Joshua 1:9

Have I not commanded you? Be strong and courageous. Do not be frightened, and do not be dismayed, for the Lord your God is with you wherever you go.”

In my reflection this morning, I asked myself a very important question, which is, “What is a “wartime lifestyle” and why is it important in the life of a Christian?” I really love the phrase “wartime lifestyle”. I have never served my country in the military, but I can genuinely relate to what it means to have a wartime lifestyle in my Christian walk. I, like Christian in Paul Bunyan’s Pilgrim’s Progress, am on a journey from my hometown, the City of Destruction, and I am going to my eternal home, the Celestial City. I entered my journey through yonder gate that is set before me, straight and narrow up yonder hill. I know, as Christ has promised, I will have persecutions in my life; people will hate and reject me because of Him. I know that my pilgrimage will not be easy. I will encounter despair, troubles, temptations, difficulties, the enemy’s attack, and even my own sin and fears of uncertainty. Yet, I press on as I have done for over a half-century of my life; ‘To God Be The Glory!’ 

I also know that my wartime lifestyle is not defensive, but offensive as I strive to serve Him first in my life!

To me, a wartime lifestyle is my mental perspective: am I truly prepared as I carry Christ’s Banner of Salvation and Hope in my daily walk with Him?

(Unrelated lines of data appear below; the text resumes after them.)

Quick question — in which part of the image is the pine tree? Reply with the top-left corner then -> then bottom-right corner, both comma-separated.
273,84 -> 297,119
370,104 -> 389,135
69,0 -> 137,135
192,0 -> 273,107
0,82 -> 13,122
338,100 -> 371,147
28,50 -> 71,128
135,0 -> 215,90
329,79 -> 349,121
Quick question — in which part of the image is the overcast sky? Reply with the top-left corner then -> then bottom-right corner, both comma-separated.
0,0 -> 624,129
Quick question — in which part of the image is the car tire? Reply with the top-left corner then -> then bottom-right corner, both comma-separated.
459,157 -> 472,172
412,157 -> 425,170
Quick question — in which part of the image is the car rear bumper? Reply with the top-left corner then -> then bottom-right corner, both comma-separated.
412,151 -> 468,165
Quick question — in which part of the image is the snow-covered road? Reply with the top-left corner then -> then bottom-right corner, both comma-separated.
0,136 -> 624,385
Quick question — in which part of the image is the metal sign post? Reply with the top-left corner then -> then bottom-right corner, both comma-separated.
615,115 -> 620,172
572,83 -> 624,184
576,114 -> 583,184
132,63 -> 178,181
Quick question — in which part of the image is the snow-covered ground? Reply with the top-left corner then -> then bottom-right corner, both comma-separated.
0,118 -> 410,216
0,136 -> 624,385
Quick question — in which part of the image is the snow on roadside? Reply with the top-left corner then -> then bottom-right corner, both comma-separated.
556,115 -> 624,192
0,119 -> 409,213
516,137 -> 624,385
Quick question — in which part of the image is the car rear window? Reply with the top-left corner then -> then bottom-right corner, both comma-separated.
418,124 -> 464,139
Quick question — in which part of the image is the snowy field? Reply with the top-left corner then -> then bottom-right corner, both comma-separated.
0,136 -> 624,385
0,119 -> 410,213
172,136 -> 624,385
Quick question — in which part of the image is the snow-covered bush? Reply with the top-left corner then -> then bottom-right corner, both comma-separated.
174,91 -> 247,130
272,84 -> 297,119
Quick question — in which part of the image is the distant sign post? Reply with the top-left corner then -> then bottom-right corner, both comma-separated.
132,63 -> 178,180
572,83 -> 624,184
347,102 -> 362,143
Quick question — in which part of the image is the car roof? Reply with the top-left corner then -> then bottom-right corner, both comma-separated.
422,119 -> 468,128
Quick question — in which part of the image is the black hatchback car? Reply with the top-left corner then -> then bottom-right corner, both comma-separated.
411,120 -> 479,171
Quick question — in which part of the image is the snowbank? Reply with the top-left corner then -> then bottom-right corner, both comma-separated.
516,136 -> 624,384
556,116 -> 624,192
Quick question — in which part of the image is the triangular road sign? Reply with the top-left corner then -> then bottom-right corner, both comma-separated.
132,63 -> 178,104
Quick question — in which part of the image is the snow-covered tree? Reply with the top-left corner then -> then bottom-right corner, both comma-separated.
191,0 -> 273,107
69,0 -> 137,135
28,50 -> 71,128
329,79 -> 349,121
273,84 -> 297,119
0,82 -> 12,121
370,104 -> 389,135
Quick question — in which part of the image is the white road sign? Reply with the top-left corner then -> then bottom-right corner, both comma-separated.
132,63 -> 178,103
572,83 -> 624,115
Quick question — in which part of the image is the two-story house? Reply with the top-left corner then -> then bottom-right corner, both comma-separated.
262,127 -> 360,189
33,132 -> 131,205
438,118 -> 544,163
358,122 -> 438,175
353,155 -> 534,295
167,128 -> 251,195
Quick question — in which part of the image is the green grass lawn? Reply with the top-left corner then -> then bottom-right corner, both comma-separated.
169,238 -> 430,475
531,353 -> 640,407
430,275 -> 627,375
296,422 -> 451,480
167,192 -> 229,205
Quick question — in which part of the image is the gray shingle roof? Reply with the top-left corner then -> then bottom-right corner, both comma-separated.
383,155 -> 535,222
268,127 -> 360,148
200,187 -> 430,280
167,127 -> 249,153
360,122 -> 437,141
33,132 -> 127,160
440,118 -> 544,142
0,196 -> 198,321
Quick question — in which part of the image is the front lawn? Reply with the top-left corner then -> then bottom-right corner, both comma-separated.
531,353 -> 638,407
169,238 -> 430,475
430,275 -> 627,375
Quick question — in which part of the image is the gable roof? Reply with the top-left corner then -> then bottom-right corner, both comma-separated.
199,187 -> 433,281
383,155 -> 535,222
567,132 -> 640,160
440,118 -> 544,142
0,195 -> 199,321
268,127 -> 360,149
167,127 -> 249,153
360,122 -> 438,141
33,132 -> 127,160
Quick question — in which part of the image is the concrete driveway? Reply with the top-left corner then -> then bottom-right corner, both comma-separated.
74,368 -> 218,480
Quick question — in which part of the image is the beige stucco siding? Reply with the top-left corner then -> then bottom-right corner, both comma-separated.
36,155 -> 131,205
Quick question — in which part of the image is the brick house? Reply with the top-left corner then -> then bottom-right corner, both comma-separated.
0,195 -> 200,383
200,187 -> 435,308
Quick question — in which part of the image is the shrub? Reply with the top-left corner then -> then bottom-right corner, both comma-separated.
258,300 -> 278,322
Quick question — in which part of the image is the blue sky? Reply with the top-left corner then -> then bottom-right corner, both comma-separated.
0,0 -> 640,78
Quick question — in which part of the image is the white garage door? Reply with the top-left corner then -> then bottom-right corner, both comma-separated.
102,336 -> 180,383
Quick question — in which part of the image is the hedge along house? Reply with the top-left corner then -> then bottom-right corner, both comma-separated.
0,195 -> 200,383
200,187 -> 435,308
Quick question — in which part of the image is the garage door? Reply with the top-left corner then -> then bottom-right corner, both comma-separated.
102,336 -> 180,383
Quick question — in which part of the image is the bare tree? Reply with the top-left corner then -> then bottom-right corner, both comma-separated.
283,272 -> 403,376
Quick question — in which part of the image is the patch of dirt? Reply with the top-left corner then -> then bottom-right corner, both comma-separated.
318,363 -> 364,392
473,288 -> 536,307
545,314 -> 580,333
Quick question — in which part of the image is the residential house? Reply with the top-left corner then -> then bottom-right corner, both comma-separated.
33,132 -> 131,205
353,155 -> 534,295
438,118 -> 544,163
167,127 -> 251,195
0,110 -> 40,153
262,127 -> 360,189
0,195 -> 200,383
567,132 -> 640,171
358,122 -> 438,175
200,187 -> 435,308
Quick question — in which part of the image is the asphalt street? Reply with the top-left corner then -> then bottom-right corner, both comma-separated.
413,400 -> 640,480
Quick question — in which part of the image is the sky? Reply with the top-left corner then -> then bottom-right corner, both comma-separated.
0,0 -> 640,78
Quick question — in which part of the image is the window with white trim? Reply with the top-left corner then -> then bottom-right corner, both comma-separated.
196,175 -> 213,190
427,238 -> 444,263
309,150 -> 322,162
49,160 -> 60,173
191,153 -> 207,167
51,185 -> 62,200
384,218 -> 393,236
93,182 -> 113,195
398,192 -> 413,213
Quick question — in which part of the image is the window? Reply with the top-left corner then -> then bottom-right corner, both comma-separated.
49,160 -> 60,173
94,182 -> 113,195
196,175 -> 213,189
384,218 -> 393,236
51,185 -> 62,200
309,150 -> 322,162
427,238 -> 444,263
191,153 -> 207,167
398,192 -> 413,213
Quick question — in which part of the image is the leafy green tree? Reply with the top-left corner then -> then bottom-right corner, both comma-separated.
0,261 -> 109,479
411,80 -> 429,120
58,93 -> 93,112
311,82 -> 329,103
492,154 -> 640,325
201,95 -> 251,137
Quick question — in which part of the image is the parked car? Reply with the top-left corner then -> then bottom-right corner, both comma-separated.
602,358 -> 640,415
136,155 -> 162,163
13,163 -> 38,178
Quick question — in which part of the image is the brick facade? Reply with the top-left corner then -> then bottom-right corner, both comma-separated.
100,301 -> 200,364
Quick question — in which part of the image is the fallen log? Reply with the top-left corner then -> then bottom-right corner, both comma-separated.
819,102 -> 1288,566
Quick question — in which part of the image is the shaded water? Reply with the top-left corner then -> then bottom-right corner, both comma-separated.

Yes, I will have fears. However, I do not fear God. For 2 Timothy 1:7 says, “for God gave us a spirit not of fear but of power and love and self-control.” So, no! I do not fear God; nor do I have a fear of others, since I have already experienced rejection, being hated by family and friends because of Christ, and even experiencing abuse when I was physically attacked and beaten, or rather kicked in the face and in my private parts because of Him (no doubt, this is true!). So no! I do not fear others. My fear is greater. I fear myself and I tremble. I fear that I may sin and tread with disregard on the precious blood of my Savior, who died for me. I fear that I may respond to others in a way whereby I will be considered a castaway or disqualified as a servant of Christ. Yes, I have fears. But, I have Christ in my life and He is the only one in my life that matters. In Him I trust.

I also have questions: Will I blaspheme the name of God when I am in duress? Will I continue to suffer for the cause of Christ amidst persecution? Will I love others as I love myself? Will I neglect the daily disciplines that keep me so close to Him as I abide in Christ? Will I forsake the assembling together of believers as the body of Christ, which is the church?

As you can see, my questions are connected to my fears because I greatly fear myself. Therefore, I need to take steps to overcome them and this is my resolve! I will keep my daily discipline. Every morning and evening I will come to the cross of Christ with all my misfortunes, my sin, my fears, my concerns, my all. I will cast all upon Him and trust Him totally when life is good to me and when life is difficult. I will remain submitted to my Lord’s headship in my life, and to those whom Christ has spiritually set over me: the pastors and elders of my church. I will follow HIm. I will use all my spiritual disciplines that Christ has provided so I remain faithful and true if that is even possible as a lowly man like me. And finally, I will pray and read God’s Holy Word to glean His promises, His warning, His admonitions, the truth of His character and nature, and His attributes. I will set before me Him who is able, so I can thank Him for the gift of faith. And this is the victory that has overcome the world. My faith! 

I will forever praise, worship, adore, magnify, and honor Him who purchased my life; so as Philippians 1:21 says, “For to me, to live is Christ and to die is gain.”